Characterization of amino acids based on physio-chemical
properties
The structure of protein sequences majorly depends on the
physio-chemical properties of amino acids. These properties provide
information about the coding region of the gene sequence [32] and
about the function of the gene coded by the region [2]. The methods
of similarity analysis in DNA and protein sequence serve as effective
tools in phylogenetics research [46]. The primary protein sequence
is consist of twenty amino acids represented by characters as show in
Table 1. They act an important role in the determination of three
dimensional structure of proteins and hence the biological processes are
depends upon the physio-chemical properties of amino acids [3, 10, 12,
51]. According to the side chain effect of amino acids listed in Table
1, these twenty amino acids can be classified into eight different
groups as shown in Table 1 discussed in [17]. The distribution of
eight types of amino acids describes protein primary structures. For
better understanding the feature vector of protein primary structure the
classification of amino acids is define in Equation 1.
\(P(S(i))=\left\{\par
\begin{matrix}D&if\ S(i)=\{D,E\}\\
R&if\ S(i)=\{R,H,K\}\\
Y&if\ S(i)=\{F,Y,W\}\\
A&if\ S(i)=\{I,L,V,A,G\}\\
P&if\ S(i)=\{P\}\\
C&if\ S(i)=\{M,C\}\\
S&if\ S(i)=\{S,T\}\\
N&if\ S(i)=\{Q,N\}\\
&\\
\end{matrix}\right.\ \) (1)
Where \(S(i)\) represents \(i^{th}\) character in the given protein
sequence and \(P(S(i))\) will represent the corresponding substitute of
amino acid \(S(i)\). For example, for a given protein sequence\(S(i)=\text{AGMEQQTMPHERCSNPTTGHIRTF}\), the feature sequence of\(S(i)=P(S(i)=\text{AACDNNSCPRDRCSNPSSARARSY}.\) Composition and
distribution of amino acids are two key factors of Protein sequences.

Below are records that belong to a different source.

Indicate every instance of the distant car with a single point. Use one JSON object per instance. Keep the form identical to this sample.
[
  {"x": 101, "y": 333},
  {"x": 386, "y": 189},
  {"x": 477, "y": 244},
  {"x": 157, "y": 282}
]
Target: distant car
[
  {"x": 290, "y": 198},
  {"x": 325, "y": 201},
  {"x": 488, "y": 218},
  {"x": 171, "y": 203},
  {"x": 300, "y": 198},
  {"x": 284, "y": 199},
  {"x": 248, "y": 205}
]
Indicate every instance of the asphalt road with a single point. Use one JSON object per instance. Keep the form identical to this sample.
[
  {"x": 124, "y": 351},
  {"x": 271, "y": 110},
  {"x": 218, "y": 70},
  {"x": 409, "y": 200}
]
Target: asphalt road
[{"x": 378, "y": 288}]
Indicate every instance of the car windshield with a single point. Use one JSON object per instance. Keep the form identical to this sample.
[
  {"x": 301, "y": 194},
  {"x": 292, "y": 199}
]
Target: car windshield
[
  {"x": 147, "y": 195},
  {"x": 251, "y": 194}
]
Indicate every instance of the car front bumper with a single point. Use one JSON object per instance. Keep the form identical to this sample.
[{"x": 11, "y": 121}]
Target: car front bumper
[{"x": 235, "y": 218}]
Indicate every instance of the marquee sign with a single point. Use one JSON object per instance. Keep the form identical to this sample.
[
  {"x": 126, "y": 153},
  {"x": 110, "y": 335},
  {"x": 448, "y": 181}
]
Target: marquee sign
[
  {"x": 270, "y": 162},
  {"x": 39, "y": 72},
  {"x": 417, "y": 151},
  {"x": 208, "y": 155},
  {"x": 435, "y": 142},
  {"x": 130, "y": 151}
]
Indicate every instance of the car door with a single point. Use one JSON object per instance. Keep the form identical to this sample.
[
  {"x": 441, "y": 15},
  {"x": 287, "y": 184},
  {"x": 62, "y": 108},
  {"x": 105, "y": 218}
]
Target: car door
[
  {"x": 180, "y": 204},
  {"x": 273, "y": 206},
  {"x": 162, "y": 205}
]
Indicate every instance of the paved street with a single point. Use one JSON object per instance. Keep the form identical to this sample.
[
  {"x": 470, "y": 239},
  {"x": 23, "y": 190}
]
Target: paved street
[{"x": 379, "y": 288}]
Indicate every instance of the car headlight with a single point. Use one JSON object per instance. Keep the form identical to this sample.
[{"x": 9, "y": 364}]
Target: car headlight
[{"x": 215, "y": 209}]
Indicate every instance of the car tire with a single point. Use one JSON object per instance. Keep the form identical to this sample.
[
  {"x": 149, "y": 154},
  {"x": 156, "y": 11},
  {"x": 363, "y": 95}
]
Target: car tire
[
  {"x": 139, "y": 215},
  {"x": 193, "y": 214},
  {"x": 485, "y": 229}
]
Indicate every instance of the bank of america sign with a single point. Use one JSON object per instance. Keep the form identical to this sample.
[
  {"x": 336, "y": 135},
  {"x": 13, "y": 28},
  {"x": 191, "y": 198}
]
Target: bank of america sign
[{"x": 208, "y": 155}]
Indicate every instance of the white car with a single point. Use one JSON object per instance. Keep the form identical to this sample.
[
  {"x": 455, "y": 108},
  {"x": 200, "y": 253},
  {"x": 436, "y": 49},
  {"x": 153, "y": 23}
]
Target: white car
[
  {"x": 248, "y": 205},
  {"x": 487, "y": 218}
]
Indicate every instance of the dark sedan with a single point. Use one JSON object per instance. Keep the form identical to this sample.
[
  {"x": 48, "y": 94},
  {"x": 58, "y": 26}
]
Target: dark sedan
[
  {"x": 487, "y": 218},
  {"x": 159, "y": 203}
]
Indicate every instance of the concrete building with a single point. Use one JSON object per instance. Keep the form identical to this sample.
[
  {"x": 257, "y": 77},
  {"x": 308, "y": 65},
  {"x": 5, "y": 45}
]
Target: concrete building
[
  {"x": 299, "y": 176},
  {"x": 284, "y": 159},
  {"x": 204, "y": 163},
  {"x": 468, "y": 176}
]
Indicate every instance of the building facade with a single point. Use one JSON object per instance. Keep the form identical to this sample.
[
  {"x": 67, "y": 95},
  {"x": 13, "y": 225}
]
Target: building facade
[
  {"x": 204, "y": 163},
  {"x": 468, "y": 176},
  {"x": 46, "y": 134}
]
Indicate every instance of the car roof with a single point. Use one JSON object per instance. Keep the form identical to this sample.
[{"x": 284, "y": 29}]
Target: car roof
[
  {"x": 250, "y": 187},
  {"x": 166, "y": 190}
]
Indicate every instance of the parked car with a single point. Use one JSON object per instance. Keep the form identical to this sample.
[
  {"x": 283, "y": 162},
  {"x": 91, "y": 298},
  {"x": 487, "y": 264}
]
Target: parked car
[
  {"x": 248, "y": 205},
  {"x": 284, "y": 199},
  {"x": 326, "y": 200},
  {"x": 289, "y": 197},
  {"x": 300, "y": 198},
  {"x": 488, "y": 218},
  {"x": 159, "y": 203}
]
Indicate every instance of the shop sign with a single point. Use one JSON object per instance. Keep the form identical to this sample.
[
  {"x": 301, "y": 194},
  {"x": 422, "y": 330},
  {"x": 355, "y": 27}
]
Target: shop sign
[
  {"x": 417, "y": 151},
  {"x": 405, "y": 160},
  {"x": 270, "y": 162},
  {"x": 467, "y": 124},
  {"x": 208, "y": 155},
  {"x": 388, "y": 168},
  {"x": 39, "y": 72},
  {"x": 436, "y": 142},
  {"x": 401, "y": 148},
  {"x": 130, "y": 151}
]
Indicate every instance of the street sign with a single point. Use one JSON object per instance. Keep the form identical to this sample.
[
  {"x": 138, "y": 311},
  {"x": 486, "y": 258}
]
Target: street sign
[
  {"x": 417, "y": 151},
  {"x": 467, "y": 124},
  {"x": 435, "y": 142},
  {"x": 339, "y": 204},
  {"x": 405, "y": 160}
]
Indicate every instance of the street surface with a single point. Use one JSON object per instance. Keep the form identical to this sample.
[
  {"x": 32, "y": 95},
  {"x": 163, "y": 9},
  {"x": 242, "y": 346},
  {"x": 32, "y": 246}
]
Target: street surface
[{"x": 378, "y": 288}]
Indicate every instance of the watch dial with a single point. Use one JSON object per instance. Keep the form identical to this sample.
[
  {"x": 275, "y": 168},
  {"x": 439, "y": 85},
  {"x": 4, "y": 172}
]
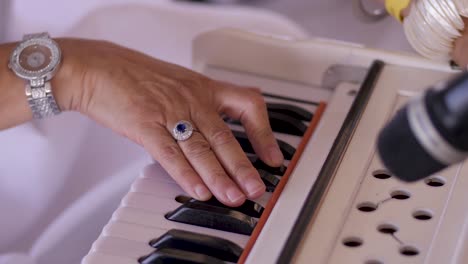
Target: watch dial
[{"x": 35, "y": 57}]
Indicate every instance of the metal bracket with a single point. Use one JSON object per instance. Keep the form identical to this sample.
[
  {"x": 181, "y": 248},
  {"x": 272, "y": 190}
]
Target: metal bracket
[{"x": 339, "y": 73}]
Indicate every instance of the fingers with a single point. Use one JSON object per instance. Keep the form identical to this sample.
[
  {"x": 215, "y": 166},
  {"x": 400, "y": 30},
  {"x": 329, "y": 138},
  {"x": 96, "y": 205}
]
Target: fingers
[
  {"x": 162, "y": 146},
  {"x": 229, "y": 153},
  {"x": 249, "y": 107},
  {"x": 200, "y": 155}
]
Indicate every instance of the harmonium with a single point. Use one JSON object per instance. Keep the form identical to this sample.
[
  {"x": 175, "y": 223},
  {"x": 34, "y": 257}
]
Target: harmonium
[{"x": 332, "y": 201}]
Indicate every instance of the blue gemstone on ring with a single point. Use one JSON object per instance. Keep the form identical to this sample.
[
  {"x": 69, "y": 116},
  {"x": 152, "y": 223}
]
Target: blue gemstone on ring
[{"x": 181, "y": 128}]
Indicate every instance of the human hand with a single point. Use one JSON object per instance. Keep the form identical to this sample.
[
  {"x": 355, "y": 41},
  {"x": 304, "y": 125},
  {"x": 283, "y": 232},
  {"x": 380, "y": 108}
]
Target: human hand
[{"x": 143, "y": 98}]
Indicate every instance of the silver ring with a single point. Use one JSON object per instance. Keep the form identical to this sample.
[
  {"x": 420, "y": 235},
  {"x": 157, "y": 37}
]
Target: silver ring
[{"x": 182, "y": 130}]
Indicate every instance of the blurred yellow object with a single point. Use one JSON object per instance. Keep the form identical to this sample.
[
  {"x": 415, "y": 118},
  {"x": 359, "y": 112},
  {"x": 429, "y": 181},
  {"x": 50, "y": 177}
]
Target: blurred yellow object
[{"x": 394, "y": 8}]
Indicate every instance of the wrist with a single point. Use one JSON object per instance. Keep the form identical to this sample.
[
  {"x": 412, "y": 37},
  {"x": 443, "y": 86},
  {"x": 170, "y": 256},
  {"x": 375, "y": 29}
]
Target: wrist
[{"x": 66, "y": 84}]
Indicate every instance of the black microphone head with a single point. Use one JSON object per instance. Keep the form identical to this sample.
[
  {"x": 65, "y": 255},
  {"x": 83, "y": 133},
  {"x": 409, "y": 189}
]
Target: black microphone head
[{"x": 401, "y": 153}]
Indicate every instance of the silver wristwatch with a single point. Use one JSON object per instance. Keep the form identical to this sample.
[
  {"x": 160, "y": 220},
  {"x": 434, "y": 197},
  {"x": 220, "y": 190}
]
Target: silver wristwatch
[{"x": 36, "y": 59}]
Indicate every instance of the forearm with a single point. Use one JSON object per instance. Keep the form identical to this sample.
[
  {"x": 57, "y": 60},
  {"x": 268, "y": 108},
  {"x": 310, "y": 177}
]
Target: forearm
[{"x": 14, "y": 108}]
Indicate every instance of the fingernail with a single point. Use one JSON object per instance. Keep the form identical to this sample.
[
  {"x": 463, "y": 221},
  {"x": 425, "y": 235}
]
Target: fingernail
[
  {"x": 276, "y": 156},
  {"x": 254, "y": 187},
  {"x": 234, "y": 195},
  {"x": 202, "y": 192}
]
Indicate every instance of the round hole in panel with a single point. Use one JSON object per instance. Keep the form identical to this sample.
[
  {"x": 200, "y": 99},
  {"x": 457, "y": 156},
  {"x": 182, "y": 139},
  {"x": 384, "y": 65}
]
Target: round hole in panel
[
  {"x": 381, "y": 174},
  {"x": 436, "y": 181},
  {"x": 367, "y": 207},
  {"x": 409, "y": 251},
  {"x": 387, "y": 228},
  {"x": 400, "y": 194},
  {"x": 373, "y": 261},
  {"x": 352, "y": 92},
  {"x": 422, "y": 214},
  {"x": 352, "y": 242}
]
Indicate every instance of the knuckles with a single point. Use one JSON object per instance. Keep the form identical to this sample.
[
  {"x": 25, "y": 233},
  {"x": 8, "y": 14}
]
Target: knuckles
[
  {"x": 170, "y": 152},
  {"x": 197, "y": 148},
  {"x": 223, "y": 136}
]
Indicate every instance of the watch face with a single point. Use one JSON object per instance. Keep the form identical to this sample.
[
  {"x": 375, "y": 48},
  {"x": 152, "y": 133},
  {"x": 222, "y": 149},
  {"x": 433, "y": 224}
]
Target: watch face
[{"x": 35, "y": 57}]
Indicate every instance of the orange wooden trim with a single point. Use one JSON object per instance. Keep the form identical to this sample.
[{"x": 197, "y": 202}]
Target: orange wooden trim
[{"x": 279, "y": 189}]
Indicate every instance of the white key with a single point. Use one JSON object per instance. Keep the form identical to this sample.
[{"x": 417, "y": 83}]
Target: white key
[
  {"x": 309, "y": 107},
  {"x": 132, "y": 232},
  {"x": 100, "y": 258},
  {"x": 169, "y": 191},
  {"x": 158, "y": 221},
  {"x": 156, "y": 188},
  {"x": 150, "y": 203},
  {"x": 116, "y": 246}
]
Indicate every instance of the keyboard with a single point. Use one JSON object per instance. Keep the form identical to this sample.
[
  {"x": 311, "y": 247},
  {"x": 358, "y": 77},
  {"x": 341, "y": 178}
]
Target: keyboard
[{"x": 320, "y": 105}]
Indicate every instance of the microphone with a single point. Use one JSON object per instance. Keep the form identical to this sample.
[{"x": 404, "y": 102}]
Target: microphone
[{"x": 429, "y": 133}]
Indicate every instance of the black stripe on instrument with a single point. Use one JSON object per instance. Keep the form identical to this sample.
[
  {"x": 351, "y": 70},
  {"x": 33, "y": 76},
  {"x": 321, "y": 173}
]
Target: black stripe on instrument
[
  {"x": 289, "y": 99},
  {"x": 327, "y": 172}
]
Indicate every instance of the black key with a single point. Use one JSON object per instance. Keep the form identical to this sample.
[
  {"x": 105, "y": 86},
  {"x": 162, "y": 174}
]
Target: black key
[
  {"x": 269, "y": 179},
  {"x": 290, "y": 110},
  {"x": 260, "y": 165},
  {"x": 219, "y": 248},
  {"x": 287, "y": 150},
  {"x": 249, "y": 207},
  {"x": 175, "y": 256},
  {"x": 206, "y": 215},
  {"x": 281, "y": 123}
]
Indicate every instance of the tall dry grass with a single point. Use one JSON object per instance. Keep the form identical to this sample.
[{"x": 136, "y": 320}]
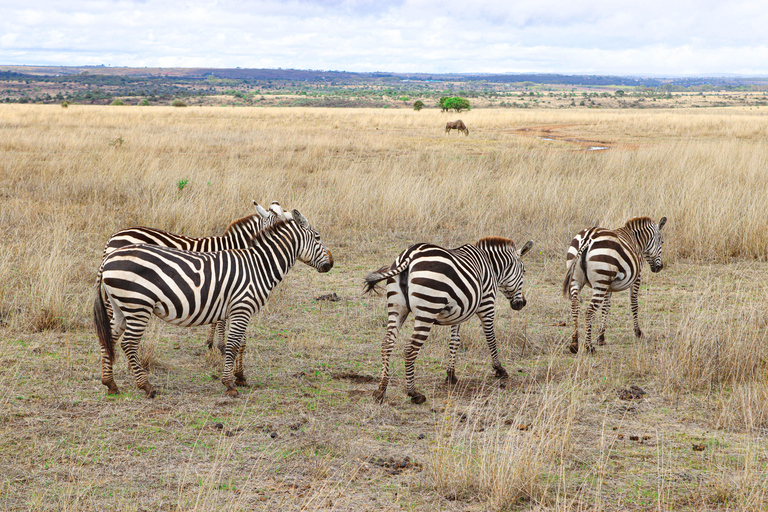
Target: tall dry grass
[{"x": 504, "y": 454}]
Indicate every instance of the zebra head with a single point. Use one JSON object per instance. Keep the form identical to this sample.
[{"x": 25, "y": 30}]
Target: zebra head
[
  {"x": 312, "y": 250},
  {"x": 511, "y": 275},
  {"x": 652, "y": 249}
]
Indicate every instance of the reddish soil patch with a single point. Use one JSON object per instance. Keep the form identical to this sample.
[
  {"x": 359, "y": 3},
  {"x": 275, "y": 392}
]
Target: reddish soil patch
[{"x": 553, "y": 132}]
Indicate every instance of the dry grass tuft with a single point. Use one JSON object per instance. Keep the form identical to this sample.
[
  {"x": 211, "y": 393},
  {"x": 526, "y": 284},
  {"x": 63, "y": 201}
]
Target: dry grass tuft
[{"x": 480, "y": 453}]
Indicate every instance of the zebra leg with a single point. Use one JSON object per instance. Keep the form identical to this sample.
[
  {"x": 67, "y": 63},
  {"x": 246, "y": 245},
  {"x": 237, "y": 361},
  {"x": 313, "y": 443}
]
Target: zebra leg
[
  {"x": 453, "y": 346},
  {"x": 604, "y": 318},
  {"x": 487, "y": 320},
  {"x": 237, "y": 327},
  {"x": 107, "y": 376},
  {"x": 594, "y": 306},
  {"x": 575, "y": 306},
  {"x": 396, "y": 317},
  {"x": 135, "y": 327},
  {"x": 421, "y": 329},
  {"x": 240, "y": 379},
  {"x": 221, "y": 329},
  {"x": 211, "y": 335},
  {"x": 633, "y": 305}
]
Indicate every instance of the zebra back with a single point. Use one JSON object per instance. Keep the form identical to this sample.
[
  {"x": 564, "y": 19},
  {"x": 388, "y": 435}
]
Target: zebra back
[{"x": 506, "y": 262}]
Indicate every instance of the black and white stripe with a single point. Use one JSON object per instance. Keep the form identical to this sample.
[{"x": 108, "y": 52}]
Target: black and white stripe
[
  {"x": 610, "y": 261},
  {"x": 446, "y": 287},
  {"x": 238, "y": 235},
  {"x": 193, "y": 288}
]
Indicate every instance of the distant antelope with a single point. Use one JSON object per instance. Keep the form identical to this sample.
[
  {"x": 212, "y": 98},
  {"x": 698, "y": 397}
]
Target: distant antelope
[
  {"x": 456, "y": 125},
  {"x": 610, "y": 261}
]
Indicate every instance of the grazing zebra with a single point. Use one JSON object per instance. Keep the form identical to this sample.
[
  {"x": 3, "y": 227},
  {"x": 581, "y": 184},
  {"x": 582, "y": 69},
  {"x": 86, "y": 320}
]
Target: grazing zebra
[
  {"x": 610, "y": 261},
  {"x": 446, "y": 287},
  {"x": 238, "y": 235},
  {"x": 195, "y": 288}
]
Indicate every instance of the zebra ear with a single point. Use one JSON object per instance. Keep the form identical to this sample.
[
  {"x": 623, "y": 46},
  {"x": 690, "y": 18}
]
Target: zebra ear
[
  {"x": 260, "y": 209},
  {"x": 526, "y": 248},
  {"x": 300, "y": 219}
]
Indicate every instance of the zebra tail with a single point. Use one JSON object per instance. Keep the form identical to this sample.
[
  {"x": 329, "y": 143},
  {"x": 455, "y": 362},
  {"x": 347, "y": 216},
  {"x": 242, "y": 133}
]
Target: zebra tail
[
  {"x": 383, "y": 273},
  {"x": 103, "y": 327},
  {"x": 572, "y": 269}
]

This has been used in different areas such as protein similarity,
classification on the basis of structure[63, 66, 36] or the chemical
composition, identification of patterns among protein sequences. There
are mainly two ways of representing the Protein sequences. As per
proposed methods [41], these are discrete and Sequential. Both have
their own shortcomings in their ways of representation. The sequential
way of representation fails when protein does not have much sequence
similarity to known protein sequences. In other way the loss of ordering
is the main drawback. Thus a much novel way for the same has been
proposed i.e a \(80\)-D vector involving both of the features has been
taken into consideration.
Construction of 64-D vector using Markov chain transition
matrix
Let \(S=s_{1},s_{2},s_{3},\ldots,s_{n}\) be a gene sequence of length\(n\) characterized on amino acids \(A=a_{1},a_{2},\ldots,a_{8}\) a
set of \(8\) Alphabets representing each amino acid group as defined in
equation 1. For \(1<=i<=8\), a amino acid is said to appear at
some position \(k\) in the protein sequence \(S\), if \(S(k)=A(i)\)and for \(1<=j<=8\), a pair of amino acid\(A\left(i\right)A\left(j\right)\) is said to occur at adjacent
position \(k,l\) in the protein sequence \(S\), if\(S\left(i\right)S\left(j\right)=A\left(i\right)A\left(j\right)\).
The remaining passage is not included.